Added benchmark for LLaMA 3 model for attention tests by howardzhang-cv · Pull Request #3930 · pytorch/ao

howardzhang-cv · 2026-02-21T02:47:59Z

Stack from ghstack (oldest at bottom):

Summary

Added new benchmark for new low precision attention API
uses Llama3-8b model, prefill
2-phase test
- perplexity using the WikiText-2 test set
- runtime over different sequence lengths (1024 -> 131072)
Can set baseline and test models between different backends: (fa2, fa3, fa3_fp8, fa4, fa4_fp8)
has options to control torch.compile usage, warmup_iters, sequence length, number of runtime test iterations, rope fusion

Example Run

python benchmarks/prototype/attention/eval_llama3_model.py --baseline fa3 --test fa3_fp8

[ghstack-poisoned]

pytorch-bot · 2026-02-21T02:48:03Z

🔗 Helpful Links

🧪 See artifacts and rendered test results at hud.pytorch.org/pr/pytorch/ao/3930

📄 Preview Python docs built from this PR

Note: Links to docs will display an error until the docs builds have been completed.

✅ No Failures

As of commit b6f072f with merge base 42bcdc4 ():
💚 Looks good so far! There are no failures yet. 💚

This comment was automatically generated by Dr. CI and updates every 15 minutes.

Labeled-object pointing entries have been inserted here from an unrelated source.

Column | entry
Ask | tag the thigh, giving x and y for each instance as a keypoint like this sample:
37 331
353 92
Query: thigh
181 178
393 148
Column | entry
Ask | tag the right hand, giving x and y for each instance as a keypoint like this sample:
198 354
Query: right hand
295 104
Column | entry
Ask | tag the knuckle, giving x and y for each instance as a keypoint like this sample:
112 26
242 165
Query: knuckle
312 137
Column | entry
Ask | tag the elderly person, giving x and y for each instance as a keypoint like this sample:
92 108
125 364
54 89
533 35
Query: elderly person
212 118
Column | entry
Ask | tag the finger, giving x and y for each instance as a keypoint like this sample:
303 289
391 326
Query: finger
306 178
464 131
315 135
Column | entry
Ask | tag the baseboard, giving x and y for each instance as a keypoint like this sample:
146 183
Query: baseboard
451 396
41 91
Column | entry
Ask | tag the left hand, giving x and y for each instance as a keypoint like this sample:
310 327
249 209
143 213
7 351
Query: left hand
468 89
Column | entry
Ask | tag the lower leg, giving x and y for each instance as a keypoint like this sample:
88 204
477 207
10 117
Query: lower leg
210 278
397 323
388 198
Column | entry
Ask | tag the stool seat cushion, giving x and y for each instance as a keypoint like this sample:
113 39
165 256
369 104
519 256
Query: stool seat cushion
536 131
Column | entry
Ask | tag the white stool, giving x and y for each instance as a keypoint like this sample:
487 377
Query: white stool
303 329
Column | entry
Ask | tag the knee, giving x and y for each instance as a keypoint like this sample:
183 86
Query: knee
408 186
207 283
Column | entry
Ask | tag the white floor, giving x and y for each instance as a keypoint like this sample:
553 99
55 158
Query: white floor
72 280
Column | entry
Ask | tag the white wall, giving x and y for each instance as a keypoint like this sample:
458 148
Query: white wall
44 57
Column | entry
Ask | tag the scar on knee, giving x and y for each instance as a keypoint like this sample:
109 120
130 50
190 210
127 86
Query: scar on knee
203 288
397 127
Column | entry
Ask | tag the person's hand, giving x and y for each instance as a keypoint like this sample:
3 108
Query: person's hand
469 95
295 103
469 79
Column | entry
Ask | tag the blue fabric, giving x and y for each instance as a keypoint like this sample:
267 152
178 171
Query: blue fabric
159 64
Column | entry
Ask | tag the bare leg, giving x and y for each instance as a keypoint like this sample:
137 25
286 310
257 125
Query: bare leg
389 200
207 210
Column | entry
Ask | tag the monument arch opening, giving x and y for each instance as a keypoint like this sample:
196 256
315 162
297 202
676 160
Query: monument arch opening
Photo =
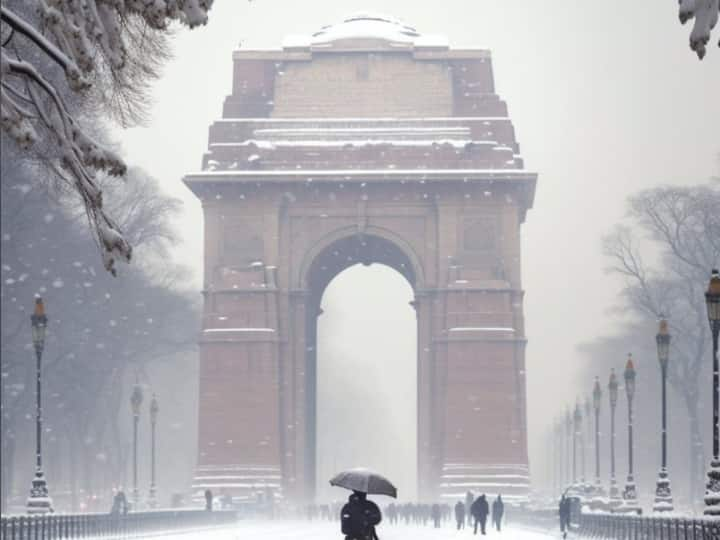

Summary: Test Plan: Reviewers: Subscribers: Tasks: Tags: ghstack-source-id: 528c2ec Pull-Request: #3930

namgyu-youn · 2026-02-21T06:58:44Z

benchmarks/prototype/attention/eval_llama3_model.py

+# =============================================================================
+
+
+def load_wikitext2_tokens(tokenizer, seq_len: int):


We don't have to define wiki-text tokenizer here. Instead, we can run lm-eval directly like

ao/benchmarks/quantization/calibration_based/create_quantized_model.py

Lines 30 to 37 in 450699a

# Calibrate

evaluator.simple_evaluate(

HFLM(pretrained=model, tokenizer=tokenizer),

tasks=tasks,

limit=limit,

batch_size=1,

)

quantize_(model, config_class(base_config, step="convert"), filter_fn=filter_fn)

Thanks! I changed it to use this instead

namgyu-youn · 2026-02-21T06:59:24Z

benchmarks/prototype/attention/eval_llama3_model.py

+    return chunks
+
+
+def compute_perplexity(model, chunks, device: str, backend_name: str) -> float:


This is also not needed. See above comment

namgyu-youn · 2026-02-21T07:03:28Z

benchmarks/prototype/attention/eval_llama3_model.py

+    return math.exp(avg_loss)
+
+
+def benchmark_runtime(


Q. Can we compute forward pass latency using vLLM directly, similar to e2e?

ao/benchmarks/quantization/measure_accuracy_and_performance.sh

Line 176 in 3d3dd50

vllm bench throughput --model $OUTPUT_DIR --dtype bfloat16 $PREFILL_ARGS 2>&1 | tee -a "$LOG_FILE"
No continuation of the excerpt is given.